# How much fund needs to show



## sweetmaanu (Jun 6, 2013)

Hi every one,

I am looking for PhD in New Zealand.

As an Indian citizen home much money I need to show to get visa ?

I have spouse and my 1 old child also applying dependent visa at the same time 

does anybody know how much money I need to show altogether as living cost 

Thanks in Advance


----------



## escapedtonz (Apr 6, 2012)

sweetmaanu said:


> Hi every one,
> 
> I am looking for PhD in New Zealand.
> 
> ...


Hi,

Have a look at this link first and navigate through the whole study in NZ topic.

http://www.immigration.govt.nz/migrant/stream/study/canistudyinnewzealand/whatisrequired/

I assume the course will be full time in excess of 9 months study therefore you will need to show you have or have access to a minimum of $15000 per year of the course to support yourself (less any prepaid expenses).

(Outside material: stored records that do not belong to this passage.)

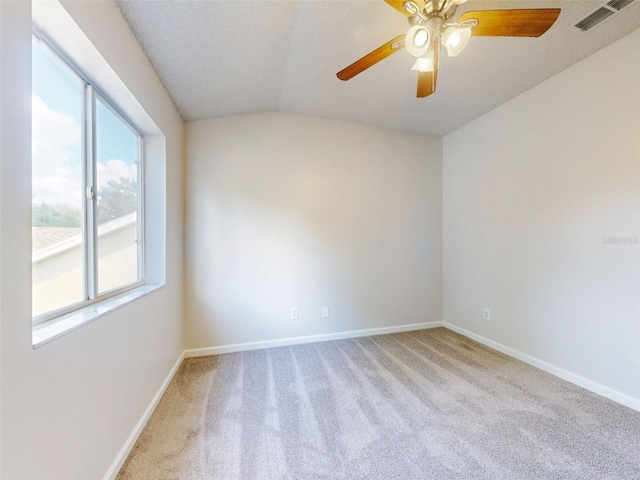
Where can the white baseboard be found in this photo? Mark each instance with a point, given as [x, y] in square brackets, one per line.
[595, 387]
[115, 467]
[284, 342]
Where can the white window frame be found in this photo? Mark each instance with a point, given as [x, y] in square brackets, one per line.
[89, 187]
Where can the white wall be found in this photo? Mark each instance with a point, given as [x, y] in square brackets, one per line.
[68, 407]
[294, 211]
[530, 190]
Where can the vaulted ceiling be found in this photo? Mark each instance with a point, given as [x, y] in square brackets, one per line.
[219, 58]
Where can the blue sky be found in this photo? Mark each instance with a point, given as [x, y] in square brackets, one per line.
[57, 115]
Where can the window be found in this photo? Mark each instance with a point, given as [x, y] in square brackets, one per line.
[87, 215]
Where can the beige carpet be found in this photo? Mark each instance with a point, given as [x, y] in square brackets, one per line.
[429, 404]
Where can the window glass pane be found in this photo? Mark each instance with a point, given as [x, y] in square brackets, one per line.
[57, 196]
[117, 188]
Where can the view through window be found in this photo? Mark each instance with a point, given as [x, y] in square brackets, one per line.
[86, 197]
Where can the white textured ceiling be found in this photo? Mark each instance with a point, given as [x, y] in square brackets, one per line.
[219, 58]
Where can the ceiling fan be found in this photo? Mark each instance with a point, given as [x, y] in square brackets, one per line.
[432, 25]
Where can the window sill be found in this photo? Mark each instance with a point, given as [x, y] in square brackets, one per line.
[49, 331]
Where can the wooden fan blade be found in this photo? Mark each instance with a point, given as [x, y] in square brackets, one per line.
[427, 80]
[372, 58]
[398, 5]
[512, 23]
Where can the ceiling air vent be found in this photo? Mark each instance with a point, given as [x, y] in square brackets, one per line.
[601, 14]
[594, 19]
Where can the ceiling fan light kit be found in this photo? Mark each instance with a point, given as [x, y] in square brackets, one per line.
[432, 25]
[456, 36]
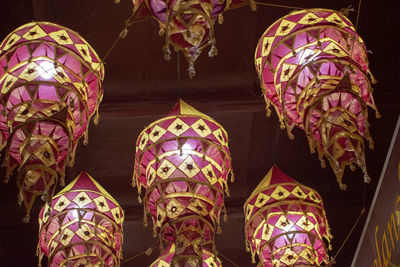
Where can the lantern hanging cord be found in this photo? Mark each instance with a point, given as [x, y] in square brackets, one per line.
[358, 12]
[277, 5]
[226, 258]
[147, 252]
[349, 234]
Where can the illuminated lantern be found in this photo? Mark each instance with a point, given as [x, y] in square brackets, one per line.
[188, 25]
[183, 162]
[285, 223]
[166, 258]
[51, 84]
[313, 69]
[81, 226]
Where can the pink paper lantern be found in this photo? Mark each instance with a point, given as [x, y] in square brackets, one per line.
[313, 69]
[81, 226]
[183, 162]
[188, 25]
[285, 223]
[51, 84]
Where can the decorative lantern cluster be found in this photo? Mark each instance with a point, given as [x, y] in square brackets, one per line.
[183, 162]
[81, 226]
[188, 25]
[285, 223]
[51, 84]
[313, 69]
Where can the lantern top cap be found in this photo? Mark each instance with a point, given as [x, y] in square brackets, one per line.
[85, 182]
[183, 108]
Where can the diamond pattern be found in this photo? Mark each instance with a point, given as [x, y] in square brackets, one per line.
[61, 37]
[66, 236]
[220, 136]
[61, 204]
[82, 199]
[261, 200]
[101, 204]
[189, 167]
[285, 27]
[280, 193]
[85, 232]
[201, 128]
[209, 174]
[156, 133]
[166, 169]
[35, 33]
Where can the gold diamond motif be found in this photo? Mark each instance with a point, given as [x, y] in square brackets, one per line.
[249, 210]
[61, 204]
[310, 18]
[305, 224]
[151, 175]
[143, 141]
[267, 231]
[290, 257]
[287, 71]
[267, 45]
[284, 224]
[61, 37]
[308, 255]
[189, 167]
[160, 216]
[8, 83]
[85, 232]
[209, 174]
[299, 193]
[178, 127]
[174, 208]
[11, 41]
[35, 33]
[82, 199]
[66, 236]
[261, 200]
[285, 27]
[335, 49]
[201, 128]
[166, 169]
[83, 50]
[116, 212]
[101, 204]
[156, 133]
[313, 197]
[280, 193]
[220, 136]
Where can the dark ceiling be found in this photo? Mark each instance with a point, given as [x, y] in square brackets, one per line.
[141, 87]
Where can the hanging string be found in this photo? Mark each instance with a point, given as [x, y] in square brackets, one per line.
[230, 261]
[147, 252]
[277, 5]
[276, 143]
[178, 71]
[358, 12]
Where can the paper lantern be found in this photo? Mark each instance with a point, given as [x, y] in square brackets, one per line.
[81, 226]
[183, 162]
[166, 259]
[188, 25]
[285, 223]
[51, 84]
[313, 69]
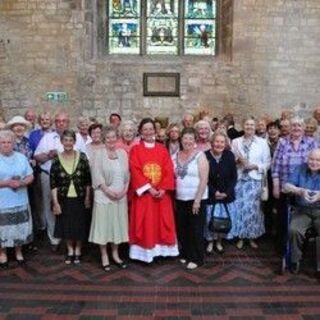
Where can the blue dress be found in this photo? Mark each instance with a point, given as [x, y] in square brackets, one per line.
[222, 178]
[249, 220]
[15, 218]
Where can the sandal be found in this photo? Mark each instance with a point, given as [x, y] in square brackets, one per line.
[106, 267]
[76, 259]
[68, 260]
[121, 265]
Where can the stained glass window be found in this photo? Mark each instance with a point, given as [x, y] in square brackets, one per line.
[124, 26]
[200, 27]
[162, 27]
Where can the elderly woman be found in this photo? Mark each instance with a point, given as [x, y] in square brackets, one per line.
[19, 126]
[253, 160]
[173, 141]
[15, 219]
[152, 227]
[70, 183]
[311, 127]
[191, 170]
[291, 151]
[109, 224]
[204, 132]
[92, 149]
[222, 182]
[128, 136]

Also, I don't see how your spouse and child can apply for a dependent visa ?
They would only be able to do this if you we're an NZ citizen or NZ resident as you must support them in their visa application.
They would have to secure their own visas to join you in NZ.

Regards,


----------



## sweetmaanu (Jun 6, 2013)

Thank you very much for your reply. I would like to send application for my wife at the same time of mine.

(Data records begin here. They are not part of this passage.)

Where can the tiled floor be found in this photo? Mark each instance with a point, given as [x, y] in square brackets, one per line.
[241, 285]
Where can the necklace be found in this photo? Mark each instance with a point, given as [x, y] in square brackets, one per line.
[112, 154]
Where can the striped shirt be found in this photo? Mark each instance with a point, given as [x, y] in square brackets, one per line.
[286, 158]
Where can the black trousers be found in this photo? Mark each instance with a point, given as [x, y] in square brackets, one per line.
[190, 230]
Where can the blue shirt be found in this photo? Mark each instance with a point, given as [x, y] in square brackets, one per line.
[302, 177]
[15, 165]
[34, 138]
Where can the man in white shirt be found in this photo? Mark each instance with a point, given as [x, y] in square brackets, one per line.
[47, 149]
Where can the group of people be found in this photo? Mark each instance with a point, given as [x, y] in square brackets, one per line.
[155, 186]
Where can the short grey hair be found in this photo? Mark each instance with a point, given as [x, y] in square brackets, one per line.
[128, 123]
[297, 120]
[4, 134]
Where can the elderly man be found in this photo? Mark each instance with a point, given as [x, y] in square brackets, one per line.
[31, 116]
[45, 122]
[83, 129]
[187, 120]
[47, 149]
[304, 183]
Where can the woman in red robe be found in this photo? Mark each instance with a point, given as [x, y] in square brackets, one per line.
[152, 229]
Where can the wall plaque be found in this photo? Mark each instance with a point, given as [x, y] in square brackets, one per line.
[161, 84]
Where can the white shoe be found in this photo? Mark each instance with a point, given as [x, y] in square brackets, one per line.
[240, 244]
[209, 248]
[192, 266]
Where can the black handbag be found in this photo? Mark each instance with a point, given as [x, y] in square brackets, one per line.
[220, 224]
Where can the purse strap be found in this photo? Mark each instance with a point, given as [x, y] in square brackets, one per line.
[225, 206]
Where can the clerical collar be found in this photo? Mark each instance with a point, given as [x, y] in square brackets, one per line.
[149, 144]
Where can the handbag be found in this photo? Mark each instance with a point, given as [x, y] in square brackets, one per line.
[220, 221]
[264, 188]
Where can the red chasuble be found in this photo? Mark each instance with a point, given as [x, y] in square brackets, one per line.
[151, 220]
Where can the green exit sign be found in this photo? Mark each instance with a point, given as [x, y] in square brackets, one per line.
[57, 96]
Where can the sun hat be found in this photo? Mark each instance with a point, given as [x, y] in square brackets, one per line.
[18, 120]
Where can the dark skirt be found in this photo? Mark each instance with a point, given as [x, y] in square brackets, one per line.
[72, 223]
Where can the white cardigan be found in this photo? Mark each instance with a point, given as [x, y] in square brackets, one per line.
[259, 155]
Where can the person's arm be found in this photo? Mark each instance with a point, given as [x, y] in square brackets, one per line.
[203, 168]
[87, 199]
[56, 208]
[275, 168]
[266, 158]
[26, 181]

I could find anywhere show much money extra I need to show for her


----------



## escapedtonz (Apr 6, 2012)

sweetmaanu said:


> Thank you very much for your reply. I would like to send application for my wife at the same time of mine.
> 
> I could find anywhere show much money extra I need to show for her


You can't find any reference to extra money because you are not allowed to bring anyone else on a study visa.
They are only intended for you alone, therefore that is why there is only a mention of the funds you have to show to cover your costs.

Your wife and child would have to apply for their own visas and show funds representative of those visas if minimum funds apply to those visas.

What application are you considering for your wife and child ?

Sent from my iPad using ExpatForum


----------